If you want to win more trades, you need to know exactly what makes a buyer reject or accept a deal. Today’s used car buyers are hard to impress; 45% of them that go through the trade-in process will turn down one or more offers. So why did your last offer get turned down, and how can you turn it around on the next deal?
What drives a buyer to reject your offer?

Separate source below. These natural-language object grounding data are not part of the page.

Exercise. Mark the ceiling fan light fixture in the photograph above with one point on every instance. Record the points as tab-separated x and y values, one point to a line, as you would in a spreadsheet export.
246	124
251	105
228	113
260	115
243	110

The top reasons to turn down a trade shouldn’t be a big surprise, but stay with us, there’s a lot more to the story. Among used car buyers, 50% of trades are rejected because the offer was lower than they expected, followed by 23% of used car buyers receiving a better offer elsewhere, and 18% believing the offer was not well thought out or justified.
Then why do they accept?
Where the story does get surprising is when we asked the opposite - what made a customer accept a trade in offer? It turns out that, while a low trade-in value can lead to rejection, just simply offering a higher price isn’t the path to winning the trade. For used car customers who accepted a trade, 52% said they did so because the dealer had the vehicle they wanted to buy. After that, 34% said the offer matched how much they expected, and finally, 25% said they trusted the information the sales person gave to them.
An offer that is below expectations can kill a trade, but winning a trade is more about the customer getting the used vehicle they want and feeling as though the price and trade process were acceptable.
How can this help you?
Winning a trade, and likely the sale that goes with it, isn’t about pumping up a trade-in value so the customer thinks you’re giving them a fortune. The first step towards winning the trade is ensuring the customer has their heart set on the vehicle you’re selling. In the used market, if the customer understands the reasons why your vehicle is unique, and they won’t find a better one anywhere else, you’re already half-way to winning the trade.
“The first step towards winning a trade is ensuring the customer has their heart set on the vehicle you’re selling.”
With the customer sold on their next car, you then need to create a trade-in process that manages their price expectations in a trustworthy manner. We already know how to do this because we know how used car buyers prepare for the trade in process. This effect is so strong that 43% of used car buyers will accept a trade in value that is lower than expected because they fell in love with the car. Winning trades in the used car business is about helping buyers arrive at an agreeable trade-in number so they can forget their old car and get into their next one.